輸入部品の価格が高騰することで、乗用車やトラックの修理代が上がるだけではなく、自動車の盗難も急増するとみられている。特に古い自動車は盗難に遭い、ウォーターポンプやオルタネーター、エンジンブロックなどの交換部品に解体され、ウェブサイトで販売されたり、違法な部品取扱業者に売られたりすることが多い。
消費者へのしわ寄せはそれだけではない。自動車部品の高騰と盗難の増加により自動車保険料が上がることも予測されている。

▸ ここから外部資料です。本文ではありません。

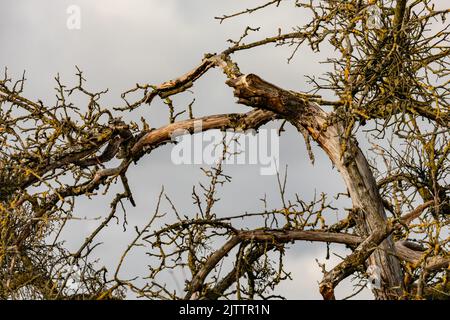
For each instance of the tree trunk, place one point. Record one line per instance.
(352, 165)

米国保険協会(AIA)、全米相互保険会社協会(NAMIC)、米国損害保険協会(PCI)は、米商務省に向けた共同声明で「関税が課されれば、米国全土50州で、保険会社から保険規制機関に数百件、あるいは数千件の保険料引き上げ要請が提出される可能性が高い」と指摘した。
自動車部品の製造・販売・小売企業を代表するオートケア協会は、関税が適用された場合、米国の家庭で車を所有するコストは年間700ドル(約7万8000円)以上増えると主張する。
また、部品の値段が上がることで車の所有者が必要な修理を先延ばしにし、自動車の燃費に影響が出る可能性もある。そうなれば消費者の家計を直撃し、排ガス関連の修理の場合は環境にも悪影響だ。
修理を怠ることで、運転手や乗客、通行人にも危害が及ぶ可能性があるとする声もある。ミシュラン・ノース・アメリカ、クーパー・タイヤ・アンド・ラバー、住友ゴム工業のタイヤメーカー3社は、米商務省への共同書簡で「消費者がタイヤの交換時期を延ばすことで、交通事故と死亡者数が増えるのではないかと危惧している」と述べた。
これに加え、車の値段自体も上がることで、新車の売り上げが減少し、中古車販売が増える。金利と新車の値段はただでさえ上がっており、自動車の価格問題はすでに危機的状態にある。25%の関税が導入されればおそらく、自動車業界は崖から突き落とされるだろう。
米国で製造される車の部品には、輸入品が25~80%含まれている。自動車研究センター(CAR)による分析では、自動車と自動車部品に対する関税や輸入制限によって、米国での自動車製造コストは約2270ドル(約25万円)上昇し、典型的な輸入車の店頭表示価格は6875ドル(約77万円)増加するとされた。
CARによると、これにより米国での新車の販売台数は200万台減少し、約75万件近くの雇用が失われる。しかしこれは、ピーターソン国際経済研究所が出した報告書に比べれば、控えめな見積もりだ。同研究所は、関税が課されれば、自動車ビジネスに関わる米国労働者が最大100~120万人失業すると予測している。